One of several water bottling production lines

Another company which is already listed on the LSX is EDL Generation Company (EDL Gen). A national symbol for the country branded as the "Battery of Asia," EDL Gen is a partially privatized State Owned Enterprise (SOE) which is the largest domestic producer of electricity. EDL Gen has several dozen run-of-the-river hydropower dams with a target to reach approximately 100 by 2020, as well as expanding into other renewables such as solar and wind (in fact, earlier this year, EDL Gen inaugurated Laos's first solar power plant capable of generating 3MW of electricity). Run-of-the-river hydro projects tend to be much more environmentally friendly than traditional dams which create large reservoirs by flooding the areas behind the dams. With quasi-monopoly status in electricity generation, all of the power generated by the company is either sold to EDL, the state-owned electricity distribution company, or exported to neighbouring countries

With a small population of nearly 7 million, Laos is relying on its water resources, among others, to become a regional supplier of commodities. This has seen EDL Gen focus on becoming a regional supplier of green energy to its neighbours - China, Vietnam, Cambodia, Thailand and Myanmar - creating a stable and high quality source of foreign exchange.
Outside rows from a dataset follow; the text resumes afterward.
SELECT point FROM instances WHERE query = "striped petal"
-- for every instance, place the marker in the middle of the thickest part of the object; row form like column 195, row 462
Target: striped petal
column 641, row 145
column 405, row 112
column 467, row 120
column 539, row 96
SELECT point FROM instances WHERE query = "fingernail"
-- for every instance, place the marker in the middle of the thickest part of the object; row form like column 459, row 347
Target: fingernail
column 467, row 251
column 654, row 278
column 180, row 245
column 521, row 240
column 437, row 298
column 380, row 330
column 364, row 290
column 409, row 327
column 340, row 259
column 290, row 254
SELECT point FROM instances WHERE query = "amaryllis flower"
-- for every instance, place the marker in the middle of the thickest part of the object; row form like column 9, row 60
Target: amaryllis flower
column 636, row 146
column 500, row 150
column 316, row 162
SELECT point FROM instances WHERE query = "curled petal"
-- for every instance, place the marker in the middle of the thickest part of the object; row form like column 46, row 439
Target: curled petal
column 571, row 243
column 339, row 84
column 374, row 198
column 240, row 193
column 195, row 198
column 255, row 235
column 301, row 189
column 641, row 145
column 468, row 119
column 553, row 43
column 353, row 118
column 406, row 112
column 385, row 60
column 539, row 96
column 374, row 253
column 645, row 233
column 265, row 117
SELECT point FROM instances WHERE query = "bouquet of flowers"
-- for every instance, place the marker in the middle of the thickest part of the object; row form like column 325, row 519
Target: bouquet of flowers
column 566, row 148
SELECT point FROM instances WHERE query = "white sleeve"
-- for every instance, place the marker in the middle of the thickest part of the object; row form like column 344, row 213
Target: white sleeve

After a two-hour drive from Dao's processing facilities, we arrived at EDL Gen's 76MW Xeset 2 dam where we received a presentation from management followed by a free exploration of the dam site and its turbines which are manufactured by ABB. Walking down into the heart of the dam, you could feel the intensity of the turbines as they churned water into green energy. This being a run-of-the-river hydro project, it is a three-tiered dam, thus we started at the lowest dam and continued up the mountain behind to reach the next two projects.

EDL Gen's Xeset 2 dam

As our tour came to an end, it was getting late in the day. With the Thai border set to close around sunset, we wrapped up our dam site visit and raced back to the border post, which we had entered the day prior. Arriving just in time, I stamped out of Laos by myself and took a quiet stroll in the pitch-black of night across no man's land finding my way to the Thai border checkpoint as it would take me longer to pass immigration than my Thai counterparts.

The evening concluded back in Ubon Ratchathani at our hotel buttressing up against a river bank where we were able to reflect on Laos and its budding potential as the Mekong sub-region becomes increasingly interconnected and wealthy. Laos is often overlooked as an investment opportunity, however, with the government recently passing legislation which should see international custodians enter the market and with several more potential IPOs in the pipeline, it seems this landlocked country will increasingly move out of its slumber and continue to integrate into the fast-paced world which surrounds it.

Disclosure: I am/we are long EDL LS.

I wrote this article myself, and it expresses my own opinions. I am not receiving compensation for it. I have no business relationship with any company whose stock is mentioned in this article.

Additional disclosure: The AFC Asia Frontier Fund has a long position in EDL Generation Company listed in Laos.